Revenues for the first nine months of fiscal 2003 were $708.8 million, down 3.6% from revenues of $735.1 million for the same period last year, due to lower product sales, which were partially offset by higher service revenues. Net income was $100.1 million, or $1.71 per diluted share, up substantially over net income of $57.4 million, or $0.94 per diluted share, for the same period last year [$61.6 million, or $1.02 per diluted share, had the new rules on accounting for goodwill been applicable].

Earnings per share in the prior year have been restated to reflect the 2-for-1 common stock split effected in the form of a stock dividend, which was distributed on May 23, 2002, to shareholders of record as of May 16, 2002.

Third Quarter
Service revenues were $207.8 million in the third quarter, up 5.8% over the $196.4 million of service revenues in the same quarter last year. Stronger same store sales, combined with several new international contracts and higher service revenues from Colombia, drove this increase, which was partially offset by lower service revenues from the weakening of the Brazilian real against the U.S. dollar.

Had last year's average exchange rates prevailed throughout the most recent quarter, the Company estimates that service revenues would have increased by approximately 10.0%, compared to the third quarter of last year.

Product sales in the third quarter of fiscal 2003 were $48.7 million, down $18.5 million from the $67.2 million recorded in the third quarter of fiscal 2002. Prior year product sales included one-time sales of terminals and software to our customer in the United Kingdom, which were partially offset by the sale of a turnkey system to our customer in France and the sale of terminals to our customer in Spain in the third quarter of the current fiscal year.

Service margins improved to 37.9% in the third quarter of fiscal 2003 from 29.6% in the third quarter of fiscal 2002, primarily driven by new contracts, lower depreciation associated with existing contracts, and improved operating efficiencies.

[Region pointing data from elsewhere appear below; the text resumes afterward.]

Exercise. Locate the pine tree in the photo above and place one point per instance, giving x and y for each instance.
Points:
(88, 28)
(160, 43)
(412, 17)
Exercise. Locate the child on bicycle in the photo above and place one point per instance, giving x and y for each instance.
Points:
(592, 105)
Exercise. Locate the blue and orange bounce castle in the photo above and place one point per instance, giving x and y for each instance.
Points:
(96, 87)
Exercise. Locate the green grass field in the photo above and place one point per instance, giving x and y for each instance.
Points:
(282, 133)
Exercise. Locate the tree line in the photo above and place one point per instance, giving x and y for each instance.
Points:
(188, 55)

Product margins declined to 19.7% in the third quarter of fiscal 2003 versus 23.8% in the third quarter of last year, reflecting the sale of a turnkey system to France and the sale of terminals to Spain, partially offset by the absence of inventory reserves recorded in the prior year in connection with a product sale contract with a customer in Italy.

Other income of $0.2 million in the third quarter of fiscal 2003 includes $2.8 million of foreign exchange gains principally associated with Brazil, partially offset by $2.3 million of net costs associated with the early retirement of the balance of $40 million of 2004 Private Placement Notes.

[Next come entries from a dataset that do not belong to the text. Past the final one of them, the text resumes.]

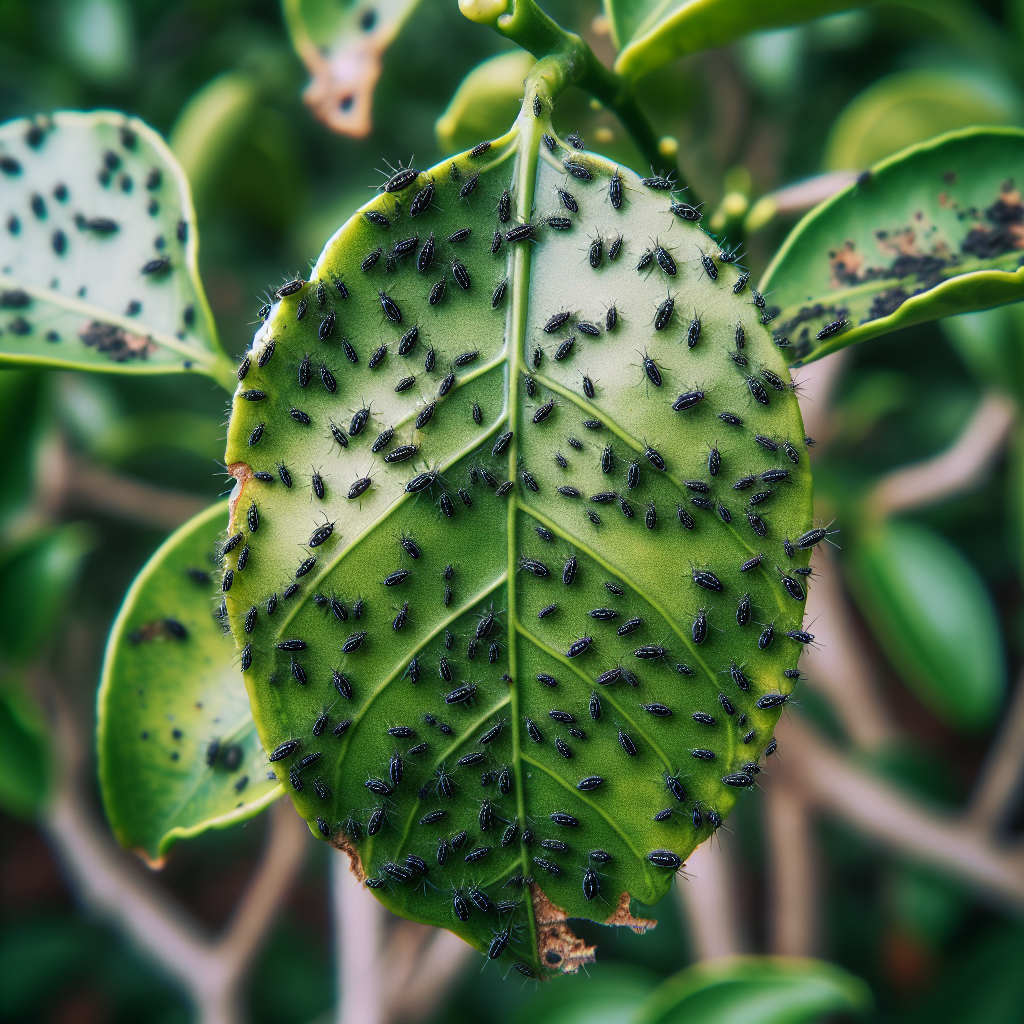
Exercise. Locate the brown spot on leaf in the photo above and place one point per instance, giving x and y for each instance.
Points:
(117, 343)
(341, 842)
(621, 918)
(556, 945)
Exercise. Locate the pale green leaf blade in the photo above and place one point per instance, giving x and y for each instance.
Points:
(98, 250)
(374, 408)
(929, 232)
(652, 33)
(178, 753)
(756, 990)
(343, 46)
(934, 619)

Interest expense declined $2.9 million, or 51.5%, from $5.6 million in the third quarter of fiscal 2002 to $2.7 million in the third quarter of fiscal 2003, primarily due to lower debt resulting from the retirement of $165 million of Private Placement Notes in the fourth quarter of fiscal 2002, and $40 million of Private Placement Notes in the third quarter of fiscal 2003.

Year to Date
Service revenues for the first nine months of fiscal 2003 were $643.1 million, up $26.5 million, or 4.3%, over the $616.6 million of service revenues in the same period last year. Stronger same store sales, combined with several new international contracts and higher service revenues from Colombia, drove this increase, which was partially offset by lower service revenues from the weakening of the Brazilian real against the U.S. dollar.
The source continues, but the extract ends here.